A. Pembinaan
Ibadah
Ibadah secara bahasa berarti taat,
tunduk, turut, mengikut dan doa dan disebut juga dengan meyembah Allah Swt.
Soenarjo mendefinikan “ibadah adalah kepatuhan dan ketundukan yang ditimbulkan
oleh perasaaan tentang kebesaran Allah Swt, sebagai tuhan yang disembah karena
keyakinan bahwa Allah mempunyai kekuasaan yang mutlak terhadapnya”.[1] Ibadah adalah
pola dan tataracara hubungan manusia dengan Allah Swt semata, yang dalam bahasa
agama dikenal dengan sebutan ibadah mahdah atau ibadah murni. Ibadah bentuk ini
mengambil bentuk vertikal (tegak lurus dari bawah ke atas).

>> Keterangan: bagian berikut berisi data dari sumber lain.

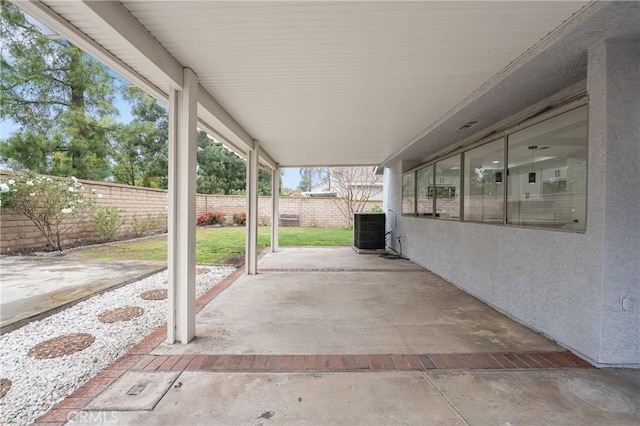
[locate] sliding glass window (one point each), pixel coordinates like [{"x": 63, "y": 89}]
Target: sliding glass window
[
  {"x": 448, "y": 188},
  {"x": 548, "y": 173},
  {"x": 483, "y": 183},
  {"x": 424, "y": 191},
  {"x": 408, "y": 194}
]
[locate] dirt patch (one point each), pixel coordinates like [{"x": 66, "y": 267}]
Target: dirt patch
[
  {"x": 235, "y": 259},
  {"x": 125, "y": 313},
  {"x": 61, "y": 345},
  {"x": 5, "y": 385},
  {"x": 159, "y": 294}
]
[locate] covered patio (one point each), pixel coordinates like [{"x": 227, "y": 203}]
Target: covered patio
[{"x": 326, "y": 336}]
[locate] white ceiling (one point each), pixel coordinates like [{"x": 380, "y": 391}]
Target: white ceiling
[{"x": 333, "y": 83}]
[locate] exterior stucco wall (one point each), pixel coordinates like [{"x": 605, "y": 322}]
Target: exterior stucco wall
[
  {"x": 569, "y": 286},
  {"x": 614, "y": 89},
  {"x": 548, "y": 280}
]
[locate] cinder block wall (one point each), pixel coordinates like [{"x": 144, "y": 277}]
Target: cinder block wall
[{"x": 147, "y": 204}]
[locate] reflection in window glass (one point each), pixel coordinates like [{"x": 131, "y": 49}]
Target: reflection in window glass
[
  {"x": 408, "y": 194},
  {"x": 483, "y": 183},
  {"x": 548, "y": 173},
  {"x": 424, "y": 191},
  {"x": 448, "y": 188}
]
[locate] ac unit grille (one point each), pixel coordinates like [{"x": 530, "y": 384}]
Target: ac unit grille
[{"x": 368, "y": 231}]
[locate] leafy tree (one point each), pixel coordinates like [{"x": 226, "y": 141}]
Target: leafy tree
[
  {"x": 354, "y": 186},
  {"x": 220, "y": 171},
  {"x": 139, "y": 148},
  {"x": 61, "y": 98}
]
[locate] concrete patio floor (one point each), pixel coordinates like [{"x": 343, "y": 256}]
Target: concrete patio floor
[
  {"x": 33, "y": 287},
  {"x": 325, "y": 336}
]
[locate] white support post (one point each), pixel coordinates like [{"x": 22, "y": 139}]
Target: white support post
[
  {"x": 182, "y": 210},
  {"x": 275, "y": 209},
  {"x": 251, "y": 255}
]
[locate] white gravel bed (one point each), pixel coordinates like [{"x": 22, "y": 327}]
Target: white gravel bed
[{"x": 38, "y": 385}]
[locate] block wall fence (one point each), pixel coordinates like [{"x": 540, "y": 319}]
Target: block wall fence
[{"x": 139, "y": 204}]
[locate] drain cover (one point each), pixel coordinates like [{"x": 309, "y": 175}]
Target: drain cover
[{"x": 134, "y": 391}]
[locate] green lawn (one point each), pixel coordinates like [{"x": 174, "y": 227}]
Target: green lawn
[{"x": 215, "y": 244}]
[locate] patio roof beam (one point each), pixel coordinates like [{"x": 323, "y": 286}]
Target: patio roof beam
[
  {"x": 209, "y": 103},
  {"x": 275, "y": 209},
  {"x": 266, "y": 158},
  {"x": 182, "y": 210},
  {"x": 251, "y": 249}
]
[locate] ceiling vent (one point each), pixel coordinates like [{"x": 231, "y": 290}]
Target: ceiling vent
[{"x": 468, "y": 125}]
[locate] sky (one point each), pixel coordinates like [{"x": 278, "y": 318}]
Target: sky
[{"x": 291, "y": 176}]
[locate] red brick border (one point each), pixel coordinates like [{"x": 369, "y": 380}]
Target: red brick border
[
  {"x": 371, "y": 362},
  {"x": 336, "y": 270}
]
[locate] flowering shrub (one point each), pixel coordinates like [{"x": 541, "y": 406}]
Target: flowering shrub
[
  {"x": 210, "y": 218},
  {"x": 53, "y": 205},
  {"x": 240, "y": 218}
]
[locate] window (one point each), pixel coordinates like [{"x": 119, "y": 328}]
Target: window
[
  {"x": 424, "y": 191},
  {"x": 484, "y": 183},
  {"x": 448, "y": 188},
  {"x": 548, "y": 173},
  {"x": 408, "y": 194}
]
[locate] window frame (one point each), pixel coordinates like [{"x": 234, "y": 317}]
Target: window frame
[{"x": 564, "y": 107}]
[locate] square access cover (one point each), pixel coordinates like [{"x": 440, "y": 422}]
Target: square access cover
[{"x": 134, "y": 391}]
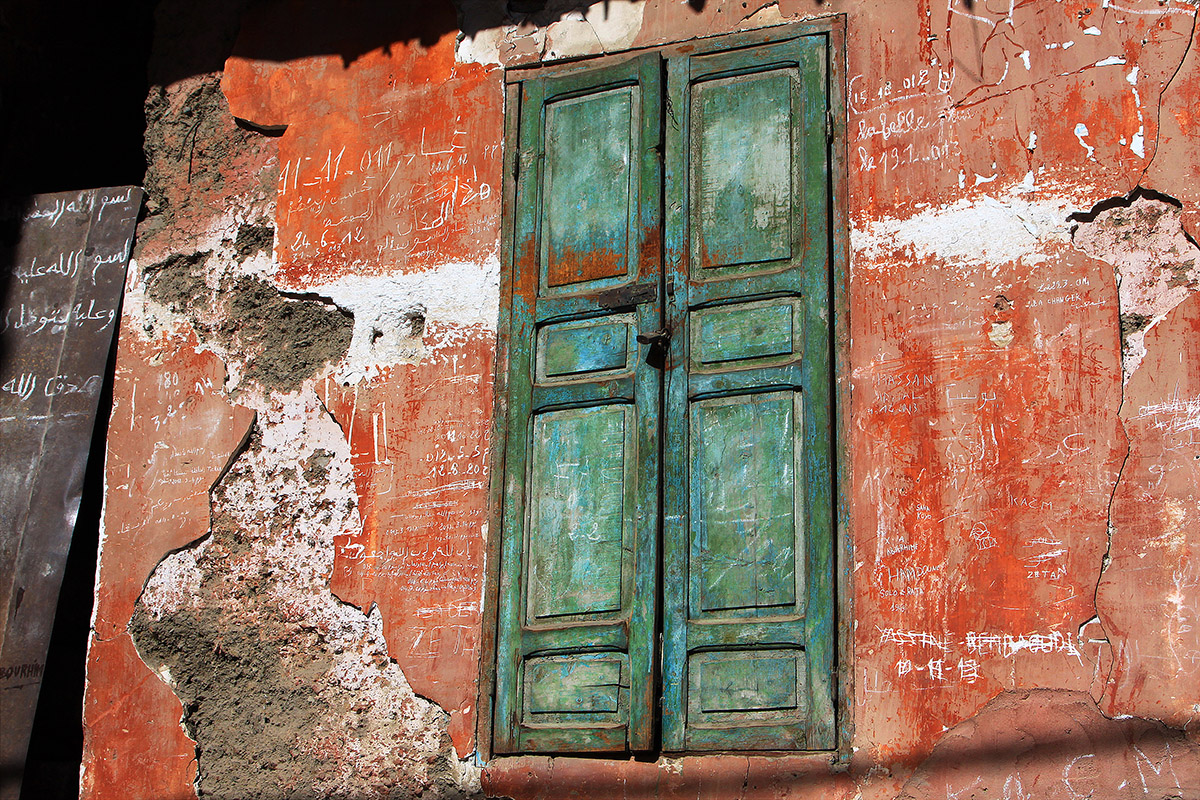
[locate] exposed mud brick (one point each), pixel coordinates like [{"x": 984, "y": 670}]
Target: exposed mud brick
[
  {"x": 1149, "y": 599},
  {"x": 283, "y": 340},
  {"x": 372, "y": 178},
  {"x": 419, "y": 440},
  {"x": 156, "y": 501},
  {"x": 203, "y": 173},
  {"x": 1157, "y": 264},
  {"x": 1057, "y": 746},
  {"x": 179, "y": 282}
]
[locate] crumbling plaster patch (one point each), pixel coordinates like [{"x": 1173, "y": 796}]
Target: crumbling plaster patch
[
  {"x": 390, "y": 312},
  {"x": 287, "y": 689},
  {"x": 557, "y": 31},
  {"x": 1157, "y": 264}
]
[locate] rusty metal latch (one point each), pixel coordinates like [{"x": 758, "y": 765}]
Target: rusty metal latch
[
  {"x": 655, "y": 338},
  {"x": 659, "y": 340}
]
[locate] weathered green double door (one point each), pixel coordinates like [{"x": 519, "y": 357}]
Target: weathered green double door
[{"x": 666, "y": 577}]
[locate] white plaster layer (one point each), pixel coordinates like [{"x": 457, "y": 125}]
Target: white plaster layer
[
  {"x": 985, "y": 232},
  {"x": 604, "y": 26},
  {"x": 387, "y": 310}
]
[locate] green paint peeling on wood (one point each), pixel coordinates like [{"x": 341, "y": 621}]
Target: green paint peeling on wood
[{"x": 742, "y": 450}]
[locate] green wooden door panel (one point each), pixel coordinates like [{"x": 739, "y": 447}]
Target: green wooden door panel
[
  {"x": 748, "y": 699},
  {"x": 745, "y": 531},
  {"x": 747, "y": 681},
  {"x": 589, "y": 184},
  {"x": 700, "y": 204},
  {"x": 571, "y": 687},
  {"x": 575, "y": 630},
  {"x": 748, "y": 588},
  {"x": 587, "y": 347},
  {"x": 742, "y": 169},
  {"x": 747, "y": 331},
  {"x": 581, "y": 513}
]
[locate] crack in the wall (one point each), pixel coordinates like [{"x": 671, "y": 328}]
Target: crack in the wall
[
  {"x": 1155, "y": 264},
  {"x": 1158, "y": 114}
]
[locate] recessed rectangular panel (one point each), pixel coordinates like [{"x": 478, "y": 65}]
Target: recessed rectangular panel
[
  {"x": 579, "y": 510},
  {"x": 588, "y": 187},
  {"x": 741, "y": 332},
  {"x": 744, "y": 527},
  {"x": 583, "y": 348},
  {"x": 747, "y": 680},
  {"x": 742, "y": 169},
  {"x": 577, "y": 684}
]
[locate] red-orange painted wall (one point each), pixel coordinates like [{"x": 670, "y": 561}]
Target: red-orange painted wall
[{"x": 1023, "y": 505}]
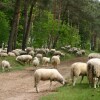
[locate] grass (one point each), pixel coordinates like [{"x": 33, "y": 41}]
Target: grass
[
  {"x": 14, "y": 64},
  {"x": 79, "y": 92}
]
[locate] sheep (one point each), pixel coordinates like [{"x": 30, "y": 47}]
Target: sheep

Menurut Amin Abdullah ibadah mahdah
dapat didefinisikan, “mahdah merupakan aspek normativitas (wahyu), yang lebih
menekankan aspek legalitas formalitas ekternal”.[2] Dalam ibadah
mahdah berlaku autentitas artinya tidak boleh ditambah atau dikurangi, karena
ketentuaannya telah diatur oleh Allah sediri dan dijelaskan secara rinci oleh
Rasul-Nya. Misalnya seperti ketentuan shalat dhuhur yaitu diwajibkan setiap
orang mukmin mengerjakan empat rakaat, tidak boleh diubah menjadi tiga rakaat
atau dua rakaat, kecuali ada ketentuan lain misalnya qasar, maka shalat dhuhur
yang tadinya empat biasa menjadi dua rakaat. Shalat subuh dua rakaat tidak
boleh diubah menjadi tidak rakaat atau empat rakaat, karena sifatnya tertutup
dalam ibadah mahdah berlaku umum yakni semua perbuatan ibadah dilarang
melakukan kecuali perbuatan yang dengan tegas diperintahkan oleh Allah dan Rasul-Nya.
Kalau dihubungkan dengan lima kaidah (al-ahkam
al-khamsah) kaidah asal ibadah adalah haram atau larangan, artinya segala
sesuatu atau yang berada dalam ruang lingkup ibadah khususnya ibadah kepada
Allah Swt sebagaimana dicontohkan Rasulnya. Dengan demikian “tidak mungkin ada
pembaharuan (tajdid, modernisasi) dalam ibadah yakni proses pembaharuan
dan perombakan mengenai susunan, cara dan tatacara ibadah, yang mungkin ada
halnya penggunaaan alat-alat modern dalam pelaksanaannya”.[3] Campur tangan
akal pikiran manusia sama sekali tidak dibenarkan, lain halnya dengan
mu'amalah, kaidah asalnya adalah ibahah atau mubah, jaiz, pembolehan, sepanjang
yang dilakukan tidak bertentangan dengan prinsip-prinsip dasar Islam. “Jadi prinsip ibadah mahdah sudah ditegaskan
dan tercakup secara terinci dengan pedoman yang jelas dan tegas dalam Alquran
serta aplikasi praktisnya disebutkan dalam sunnah Rasullullah”.[4]
[1]Soenarjo, dkk, Al-Qur'an dalam Kehidupan Manusia, (Semarang: Toha
Putra, 1989), hal. 6.
[2]M. Amin Abdullah, Filsafat Kalam di Era Postmodernisme, (Yogyakarta:
Pustaka Pelajar, 1995), hal. 21.
[3]Soenarjo, dkk, Al-Qur'an dalam … hal. 11.